The son of Philip Bury Ramsbotham and Florence Elizabeth King, he was born at Prestwich in April 1880. He was educated at Shrewsbury School, before going up to Magdalen College, Oxford where he achieved a second in history. From Magdalen he was appointed to the Indian Education Service in June 1908, where he filled a vacant post as an inspector of schools in Eastern Bengal and Assam, alongside James Alexander Richey. A month after his arrival he also took up a teaching post at Dhaka College. He gained his Master of Arts from Magdalen College in 1912, before serving in the First World War as a lieutenant with the British Indian Army, seeing action in Mesopotamia and the North-West Frontier Province. He played first-class cricket during the war, making a single appearance for the Europeans cricket team against the Indians at Madras in January 1918. He batted twice in the match, being dismissed for 8 runs in the Europeans first innings by C. R. Ganapathy, while in their second innings he was dismissed for 16 runs by C. K. Krishnaswamy.

While serving with the 45th Rattray's Sikhs, he was made an acting captain in February 1918, a rank which he relinquished in March 1919 following the end of the war. Ramsbotham was appointed a Member of the Order of the British Empire in the 1919 Birthday Honours. In 1920, he was appointed principal of Hooghly College at Chandannagar, before returning to England to study once more at Magdalen College, where he gained his Bachelor of Letters in 1924.

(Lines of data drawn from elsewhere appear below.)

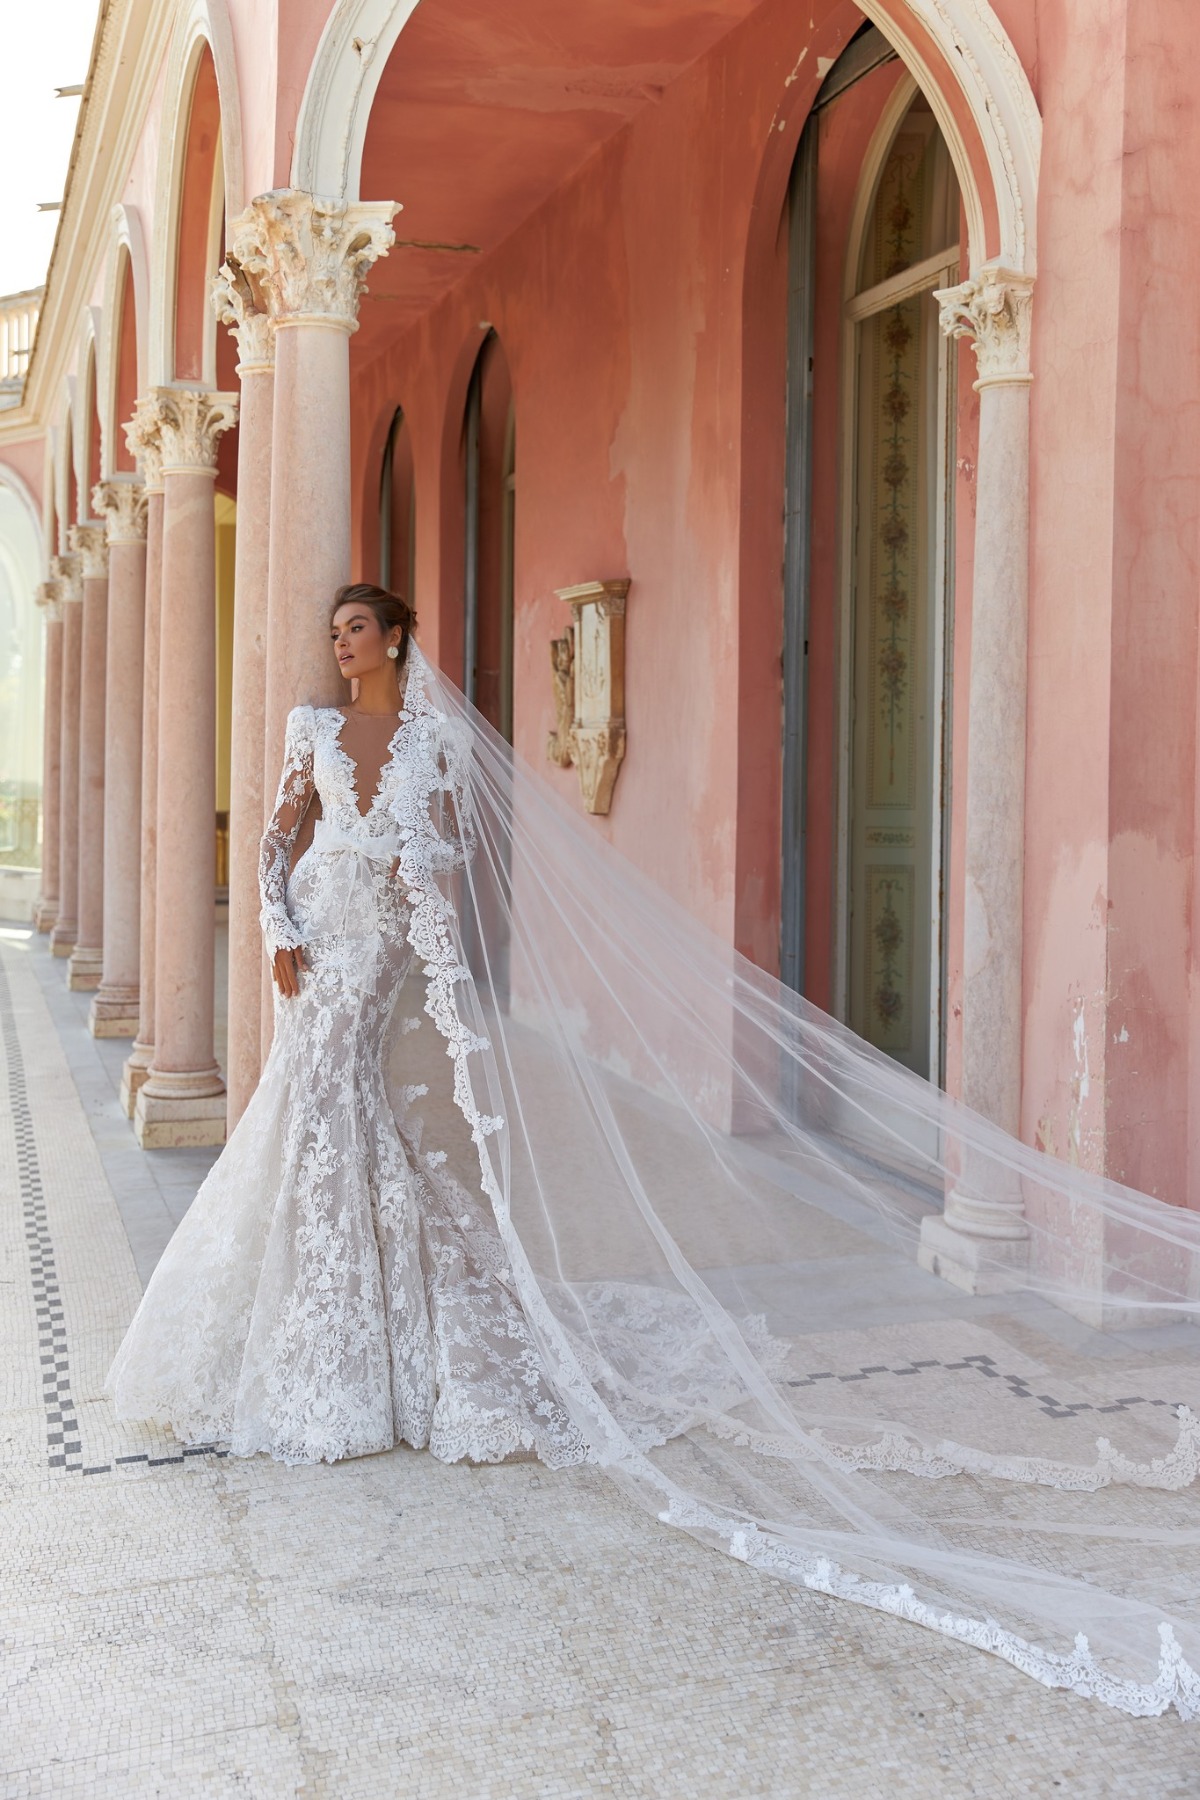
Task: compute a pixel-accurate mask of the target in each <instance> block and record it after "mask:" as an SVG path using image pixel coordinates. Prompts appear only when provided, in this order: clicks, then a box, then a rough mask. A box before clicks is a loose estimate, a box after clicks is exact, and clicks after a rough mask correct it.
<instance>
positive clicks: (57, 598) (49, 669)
mask: <svg viewBox="0 0 1200 1800" xmlns="http://www.w3.org/2000/svg"><path fill="white" fill-rule="evenodd" d="M38 605H40V607H41V617H43V619H45V693H43V711H41V893H40V896H38V905H36V907H34V927H36V929H38V931H50V929H52V925H54V920H56V918H58V893H59V815H61V805H59V794H61V779H63V608H61V605H59V598H58V581H43V583H41V587H40V589H38Z"/></svg>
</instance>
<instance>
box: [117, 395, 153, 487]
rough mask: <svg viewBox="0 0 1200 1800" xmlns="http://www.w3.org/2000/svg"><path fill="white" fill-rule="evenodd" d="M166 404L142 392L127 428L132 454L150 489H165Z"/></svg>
mask: <svg viewBox="0 0 1200 1800" xmlns="http://www.w3.org/2000/svg"><path fill="white" fill-rule="evenodd" d="M160 434H162V407H160V405H158V400H157V396H155V394H153V392H151V394H142V398H140V400H139V401H137V403H135V407H133V418H131V419H130V423H128V425H126V428H124V441H126V443H128V446H130V455H131V457H133V459H135V461H137V466H139V470H140V475H142V481H144V482H146V493H162V436H160Z"/></svg>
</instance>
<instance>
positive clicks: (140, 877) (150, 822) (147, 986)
mask: <svg viewBox="0 0 1200 1800" xmlns="http://www.w3.org/2000/svg"><path fill="white" fill-rule="evenodd" d="M160 612H162V490H160V488H148V490H146V616H144V652H142V770H140V788H142V792H140V819H142V824H140V907H139V914H140V916H139V1008H137V1037H135V1040H133V1049H131V1051H130V1055H128V1057H126V1066H124V1071H122V1076H121V1098H122V1102H124V1109H126V1112H128V1114H130V1116H133V1105H135V1102H137V1091H139V1087H140V1085H142V1082H144V1080H146V1075H148V1073H149V1064H151V1058H153V1051H155V923H157V907H155V893H157V886H158V680H160V668H158V662H160V657H158V628H160Z"/></svg>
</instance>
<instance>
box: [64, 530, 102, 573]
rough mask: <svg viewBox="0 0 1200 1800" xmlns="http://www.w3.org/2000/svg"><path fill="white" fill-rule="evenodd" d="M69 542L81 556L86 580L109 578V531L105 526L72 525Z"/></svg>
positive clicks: (82, 569)
mask: <svg viewBox="0 0 1200 1800" xmlns="http://www.w3.org/2000/svg"><path fill="white" fill-rule="evenodd" d="M67 542H68V544H70V547H72V551H74V553H76V556H77V558H79V569H81V574H83V580H85V581H104V580H108V531H106V527H104V526H70V529H68V531H67Z"/></svg>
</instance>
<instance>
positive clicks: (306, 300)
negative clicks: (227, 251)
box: [228, 187, 399, 331]
mask: <svg viewBox="0 0 1200 1800" xmlns="http://www.w3.org/2000/svg"><path fill="white" fill-rule="evenodd" d="M396 212H399V207H398V205H396V202H394V200H381V202H378V203H362V202H354V203H347V202H345V200H322V198H320V196H318V194H306V193H302V191H300V189H297V187H279V189H275V191H273V193H270V194H259V196H257V200H252V202H250V205H248V207H246V211H245V212H241V214H239V216H237V218H236V220H234V221H232V225H230V232H228V241H230V252H232V254H230V261H234V263H236V265H237V268H239V270H241V272H243V274H245V275H246V279H248V283H250V284H252V286H254V288H255V290H257V292H259V293H261V295H263V304H264V308H266V311H268V313H270V317H272V320H273V324H275V326H291V324H300V322H304V324H327V326H335V328H338V329H342V331H356V329H358V302H360V299H362V295H363V292H365V286H367V274H369V270H371V265H372V263H374V261H376V259H378V257H380V256H387V252H389V250H390V247H392V245H394V243H396V234H394V232H392V218H394V216H396Z"/></svg>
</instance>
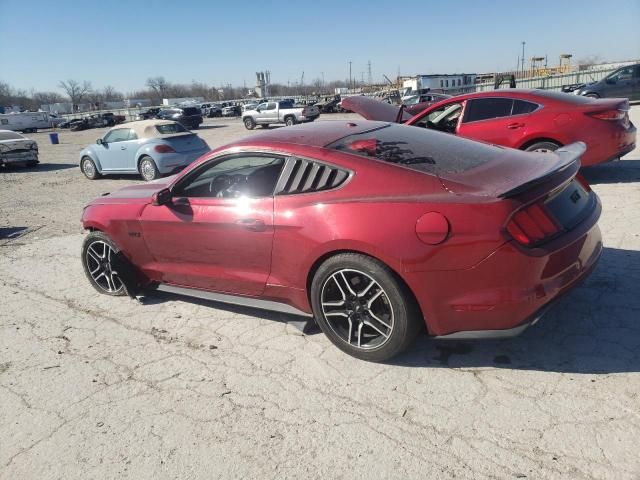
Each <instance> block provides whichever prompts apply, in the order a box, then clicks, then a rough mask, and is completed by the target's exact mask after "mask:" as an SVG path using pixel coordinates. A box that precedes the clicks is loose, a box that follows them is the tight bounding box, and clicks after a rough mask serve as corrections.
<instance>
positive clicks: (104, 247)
mask: <svg viewBox="0 0 640 480" xmlns="http://www.w3.org/2000/svg"><path fill="white" fill-rule="evenodd" d="M117 255H118V248H117V247H116V246H115V245H114V243H113V242H112V241H111V239H109V237H107V236H106V235H104V234H103V233H101V232H92V233H90V234H89V235H88V236H87V238H86V239H85V241H84V244H83V246H82V266H83V267H84V272H85V274H86V275H87V278H88V279H89V282H90V283H91V285H93V288H95V289H96V290H97V291H98V292H100V293H103V294H105V295H114V296H120V295H125V294H126V289H125V286H124V283H123V281H122V279H121V278H120V275H119V273H118V271H117V268H116V266H115V263H116V261H115V259H116V256H117Z"/></svg>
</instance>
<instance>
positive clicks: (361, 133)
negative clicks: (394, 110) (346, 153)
mask: <svg viewBox="0 0 640 480" xmlns="http://www.w3.org/2000/svg"><path fill="white" fill-rule="evenodd" d="M327 147H328V148H333V149H335V150H339V151H343V152H347V153H352V154H355V155H359V156H361V157H369V158H375V159H378V160H383V161H385V162H389V163H394V164H396V165H403V166H405V167H408V168H411V169H412V170H417V171H420V172H424V173H431V174H435V175H441V174H448V173H458V172H464V171H466V170H469V169H472V168H475V167H478V166H480V165H483V164H485V163H487V162H489V161H490V160H492V159H494V158H496V156H497V155H498V154H499V153H500V152H502V148H501V147H497V146H494V145H487V144H483V143H479V142H474V141H471V140H466V139H462V138H458V137H455V136H453V135H447V134H443V133H440V132H433V131H430V130H424V129H422V128H414V127H407V126H404V125H397V124H394V125H386V126H384V127H380V128H378V129H375V130H370V131H368V132H364V133H360V134H355V135H349V136H347V137H344V138H341V139H340V140H338V141H336V142H334V143H332V144H330V145H327Z"/></svg>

Returning to India, Ramsbotham was appointed principal of Presidency College Calcutta in 1928, with him later holding the same position at Chittagong College. After the war, Ramsbotham had been a member of the Army of India Reserve of Officers where he reached the rank of major. He resigned his commission in January 1932. He later became pro-vice-chancellor at the Aligarh Muslim University. Ramsbotham died in England in September 1970 at Woodstock, Oxfordshire.